Das gesamte Transportvolumen der Transitgüter durch Kasachstan über Schiene, Straße und Wasser betrug im Jahr 2012 17,8 Millionen Tonnen, neun Prozent mehr als im Vorjahr. Die Mehrheit der Transitgüter (16,3 Mio. Tonnen) wurde im Jahr 2012 über die Schiene befördert. Auf die Straße entfielen 8,4 Prozent und auf die Wasserstraßen 0,1 Prozent. Besondere Bedeutung im Wettbewerb mit dem Seetransport hat der Containertransport über die Landbrücke. Im Containertransit durch Kasachstan wurden von Januar bis September 2013 ca. 90.000 TEU (Standardcontainer) transportiert, 7 Prozent mehr als im Jahr 2012 (84.000 TEU). Das Transitgütervolumen mit geschlossenen Containerzügen aus China nach Europa durch Kasachstan ist von Januar bis September 2013 von 2.410 TEU auf 3.918 TEU, um 62 Prozent im Vergleich zum Vorjahr angestiegen. Der Vizepräsident der kasachischen Staatsbahn Kanat Alpysbajew prognostiziert für das Jahr 2020 ein Containertransport-Volumen durch Kasachstan von 1 bis 1,5 Millionen TEU.

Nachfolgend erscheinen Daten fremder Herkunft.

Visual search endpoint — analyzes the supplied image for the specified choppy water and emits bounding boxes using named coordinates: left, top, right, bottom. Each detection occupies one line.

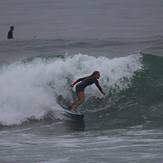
left=0, top=0, right=163, bottom=163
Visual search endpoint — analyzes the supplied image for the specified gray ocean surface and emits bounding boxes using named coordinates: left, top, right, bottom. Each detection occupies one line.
left=0, top=0, right=163, bottom=163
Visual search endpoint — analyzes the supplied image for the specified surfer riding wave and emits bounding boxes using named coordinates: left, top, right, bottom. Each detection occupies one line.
left=69, top=71, right=105, bottom=111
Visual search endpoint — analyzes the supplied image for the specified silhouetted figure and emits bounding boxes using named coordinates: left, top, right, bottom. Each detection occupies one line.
left=7, top=26, right=14, bottom=39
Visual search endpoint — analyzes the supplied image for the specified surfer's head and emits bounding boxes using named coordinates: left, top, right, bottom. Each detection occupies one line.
left=92, top=71, right=100, bottom=79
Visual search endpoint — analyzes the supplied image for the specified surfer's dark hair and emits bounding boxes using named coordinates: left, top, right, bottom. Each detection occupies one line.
left=91, top=71, right=100, bottom=76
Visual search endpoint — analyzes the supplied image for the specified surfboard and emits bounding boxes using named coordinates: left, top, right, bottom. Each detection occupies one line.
left=61, top=105, right=84, bottom=121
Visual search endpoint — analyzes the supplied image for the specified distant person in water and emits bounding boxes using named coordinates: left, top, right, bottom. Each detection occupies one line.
left=7, top=26, right=14, bottom=39
left=69, top=71, right=105, bottom=111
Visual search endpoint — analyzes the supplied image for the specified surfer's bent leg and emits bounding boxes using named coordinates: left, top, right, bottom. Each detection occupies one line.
left=70, top=91, right=85, bottom=111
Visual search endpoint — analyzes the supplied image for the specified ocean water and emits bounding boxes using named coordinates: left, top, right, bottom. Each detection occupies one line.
left=0, top=0, right=163, bottom=163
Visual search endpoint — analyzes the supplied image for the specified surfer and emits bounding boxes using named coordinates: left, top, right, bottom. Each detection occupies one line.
left=7, top=26, right=14, bottom=39
left=69, top=71, right=105, bottom=111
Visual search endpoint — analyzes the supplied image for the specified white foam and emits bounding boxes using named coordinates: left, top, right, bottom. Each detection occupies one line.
left=0, top=54, right=142, bottom=125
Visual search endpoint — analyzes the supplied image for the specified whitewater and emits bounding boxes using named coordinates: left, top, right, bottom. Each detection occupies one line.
left=0, top=54, right=142, bottom=126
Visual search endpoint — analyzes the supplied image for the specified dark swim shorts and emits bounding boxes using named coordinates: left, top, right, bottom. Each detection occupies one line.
left=76, top=84, right=84, bottom=93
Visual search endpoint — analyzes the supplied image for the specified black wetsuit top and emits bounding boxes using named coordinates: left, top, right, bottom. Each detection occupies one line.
left=7, top=29, right=13, bottom=39
left=76, top=76, right=102, bottom=92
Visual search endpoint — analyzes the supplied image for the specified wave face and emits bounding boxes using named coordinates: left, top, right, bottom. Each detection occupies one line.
left=87, top=54, right=163, bottom=128
left=0, top=54, right=143, bottom=126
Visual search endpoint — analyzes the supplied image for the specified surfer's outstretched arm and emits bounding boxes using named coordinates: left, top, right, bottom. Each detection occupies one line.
left=71, top=77, right=87, bottom=87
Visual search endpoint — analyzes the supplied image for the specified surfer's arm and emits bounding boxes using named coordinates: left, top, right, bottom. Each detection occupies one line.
left=71, top=77, right=87, bottom=87
left=95, top=80, right=105, bottom=95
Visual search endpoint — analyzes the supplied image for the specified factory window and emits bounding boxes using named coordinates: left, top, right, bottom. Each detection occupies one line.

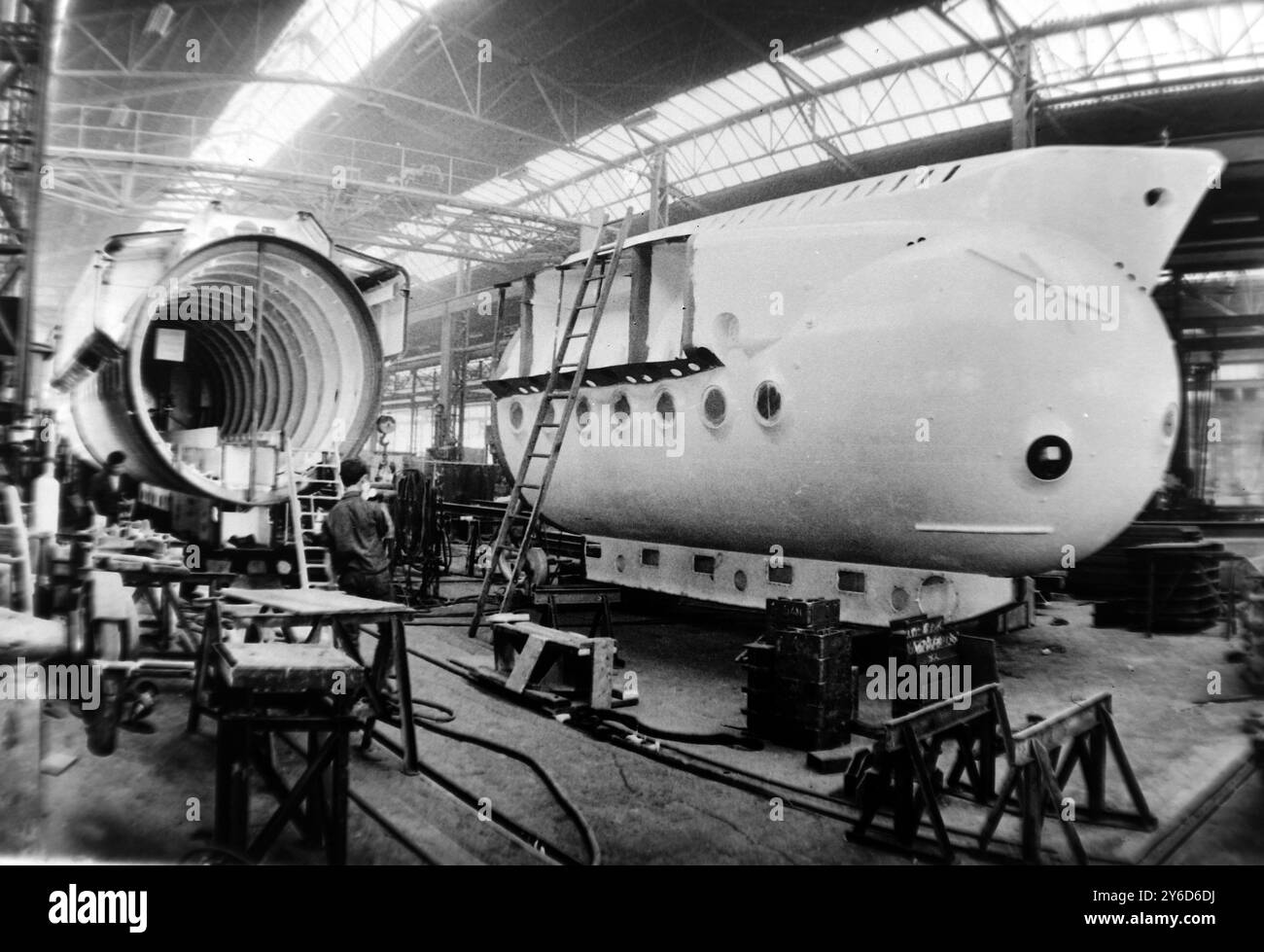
left=755, top=380, right=781, bottom=425
left=768, top=564, right=793, bottom=585
left=703, top=387, right=728, bottom=429
left=838, top=569, right=864, bottom=595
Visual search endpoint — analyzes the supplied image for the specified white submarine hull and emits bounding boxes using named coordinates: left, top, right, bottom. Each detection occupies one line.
left=490, top=147, right=1223, bottom=624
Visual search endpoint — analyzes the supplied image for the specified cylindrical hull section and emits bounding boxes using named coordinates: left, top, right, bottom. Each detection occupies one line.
left=59, top=235, right=382, bottom=506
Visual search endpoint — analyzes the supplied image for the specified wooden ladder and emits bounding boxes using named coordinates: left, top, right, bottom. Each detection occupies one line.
left=469, top=209, right=632, bottom=637
left=285, top=438, right=342, bottom=588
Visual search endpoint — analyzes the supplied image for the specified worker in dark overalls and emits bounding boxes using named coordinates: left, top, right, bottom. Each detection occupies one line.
left=323, top=459, right=395, bottom=695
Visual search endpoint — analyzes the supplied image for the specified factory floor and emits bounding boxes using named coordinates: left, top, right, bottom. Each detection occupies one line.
left=24, top=581, right=1264, bottom=864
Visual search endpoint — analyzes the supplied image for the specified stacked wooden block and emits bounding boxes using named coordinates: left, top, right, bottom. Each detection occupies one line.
left=740, top=598, right=852, bottom=750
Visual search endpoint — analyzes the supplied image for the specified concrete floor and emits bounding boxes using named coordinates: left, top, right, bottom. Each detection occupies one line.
left=17, top=581, right=1264, bottom=864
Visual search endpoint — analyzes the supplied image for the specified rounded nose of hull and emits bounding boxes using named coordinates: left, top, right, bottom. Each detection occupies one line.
left=803, top=226, right=1178, bottom=576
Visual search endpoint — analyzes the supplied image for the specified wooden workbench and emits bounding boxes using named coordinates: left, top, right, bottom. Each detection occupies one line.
left=0, top=608, right=66, bottom=664
left=189, top=588, right=417, bottom=774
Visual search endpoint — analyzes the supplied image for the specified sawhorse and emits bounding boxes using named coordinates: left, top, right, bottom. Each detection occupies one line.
left=209, top=642, right=364, bottom=866
left=492, top=622, right=615, bottom=711
left=531, top=585, right=620, bottom=639
left=848, top=684, right=1011, bottom=863
left=978, top=691, right=1158, bottom=864
left=186, top=588, right=418, bottom=775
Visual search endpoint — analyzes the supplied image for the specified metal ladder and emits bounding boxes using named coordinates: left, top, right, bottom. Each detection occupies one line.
left=468, top=209, right=632, bottom=637
left=286, top=439, right=342, bottom=588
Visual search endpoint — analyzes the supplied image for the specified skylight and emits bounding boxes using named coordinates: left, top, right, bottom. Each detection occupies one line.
left=142, top=0, right=438, bottom=229
left=397, top=0, right=1264, bottom=281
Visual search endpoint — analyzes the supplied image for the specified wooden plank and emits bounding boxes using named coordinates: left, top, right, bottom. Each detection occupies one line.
left=0, top=608, right=66, bottom=664
left=1014, top=690, right=1109, bottom=765
left=220, top=586, right=418, bottom=615
left=496, top=622, right=593, bottom=652
left=215, top=641, right=364, bottom=694
left=505, top=635, right=548, bottom=694
left=588, top=639, right=614, bottom=711
left=882, top=684, right=996, bottom=751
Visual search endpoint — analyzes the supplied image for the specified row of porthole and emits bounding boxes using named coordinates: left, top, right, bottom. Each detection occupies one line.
left=614, top=548, right=947, bottom=612
left=509, top=380, right=781, bottom=430
left=584, top=543, right=948, bottom=612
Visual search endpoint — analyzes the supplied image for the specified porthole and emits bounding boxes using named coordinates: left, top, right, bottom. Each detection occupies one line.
left=716, top=311, right=742, bottom=345
left=1163, top=404, right=1179, bottom=439
left=838, top=569, right=864, bottom=595
left=703, top=387, right=728, bottom=429
left=1028, top=437, right=1071, bottom=481
left=755, top=380, right=781, bottom=426
left=768, top=563, right=793, bottom=585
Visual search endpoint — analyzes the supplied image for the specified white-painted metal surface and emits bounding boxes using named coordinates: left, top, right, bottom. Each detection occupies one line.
left=497, top=148, right=1222, bottom=619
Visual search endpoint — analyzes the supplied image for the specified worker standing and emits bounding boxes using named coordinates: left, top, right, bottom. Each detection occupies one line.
left=323, top=459, right=393, bottom=692
left=88, top=450, right=133, bottom=526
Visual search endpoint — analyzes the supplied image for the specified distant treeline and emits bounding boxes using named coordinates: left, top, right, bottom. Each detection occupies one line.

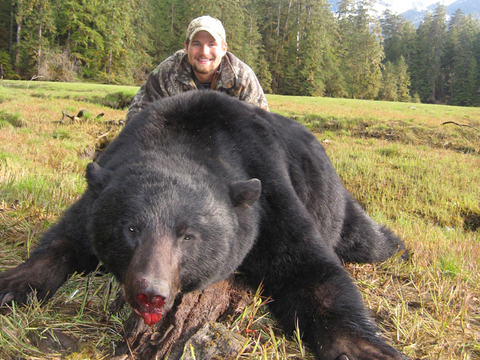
left=0, top=0, right=480, bottom=106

Ein Beispiel für die Attraktivität der Landstrecke durch Kasachstan und die weiteren CES-Länder Russland und Weißrussland ist die Eisenbahnverbindung Chongqing (China) – Dostyk – Duisburg (Deutschland). Diese Strecke mit einer Länge von 11.000 Kilometern wird in 15 bis 16 Tagen zurückgelegt.

Mit Vorteilen wie hoher Sicherheit, Effizienz und Schnelligkeit ist der Trans-Eurasia-Express ein neuer strategischer Korridor des Gütertransports von China nach Europa geworden. Das Ganzzugkonzept über die sogenannte Südroute wurde gemeinsam mit Hewlett-Packart (HP) in Kooperation mit DB Schenker Rail und Trans Eurasia Logistics, einem 2008 gegründeten Joint Venture der DB AG und der russischen Eisenbahnen RSchD als Alternative zur viel befahrenen Nordroute über die transsibirische Eisenbahn entwickelt.

Investitionen in die Eisenbahninfrastruktur

Bis 2020 ist die Verdopplung des Transitaufkommens von heute ca. 18 Millionen Tonnen geplant. Dafür soll für die Entwicklung der Eisenbahninfrastruktur ein Gesamtinvestitionsvolumen bis 2020 von ca. 8,8 Milliarden Euro realisiert werden.
Zu den Modernisierungs– und Ausbauplänen der Bahn gehören weiterhin eine Generalüberholung von ca. 4.200 Kilometer sowie der Neubau von rund 1.600 Kilometer und die Elektrifizierung von etwa 2.700 Kilometer Gleis. Höchste Priorität bei der Entwicklung der Logistik-Performance Kasachstans hat die Entwicklung der Sonderwirtschaftszone „Horgas – Osttor“ an der kasachisch-chinesischen Grenze mit dem Ziel, einen Hochleistungs-Logistik-Hub für die Transporte auf der Relation Südostasien – China – Zentralasien – Europa zu schaffen. Den Investoren werden vorteilhafte Wirtschafts– und Handelsbedingungen mit Steuer– und Zollpräferenzen gewährt. Von großer Bedeutung ist auch die von den Präsidenten Chinas und Kasachstans im September 2013 unterschriebene Vereinbarung zur Gründung eines gemeinsam betriebenen chinesischen Hafens, einschließlich des Ausbaus eines neuen Hafenterminals, beginnend im 1. Halbjahr 2014.

Die Weltgeschichte des 21. Jahrhunderts wird maßgeblich durch die Entwicklung Eurasiens bestimmt werden. Kasachstan spielt wirtschaftlich auf Grund seiner Ressourcen eine mitbestimmende Rolle in diesem Prozess. Das Land hat auf Grund seiner geografischen Lage an der Schnittstelle Europas und Asiens und auf Grund seiner leistungsfähigen Verkehrsinfrastruktur eine logistische Schlüsselfunktion, um die euroasiatische Wirtschaftsverflechtung zu beschleunigen.

Dr. oec. habil. Günter Teßmann ist freier Journalist und Gastdozent an der Deutsch-Kasachischen Universität.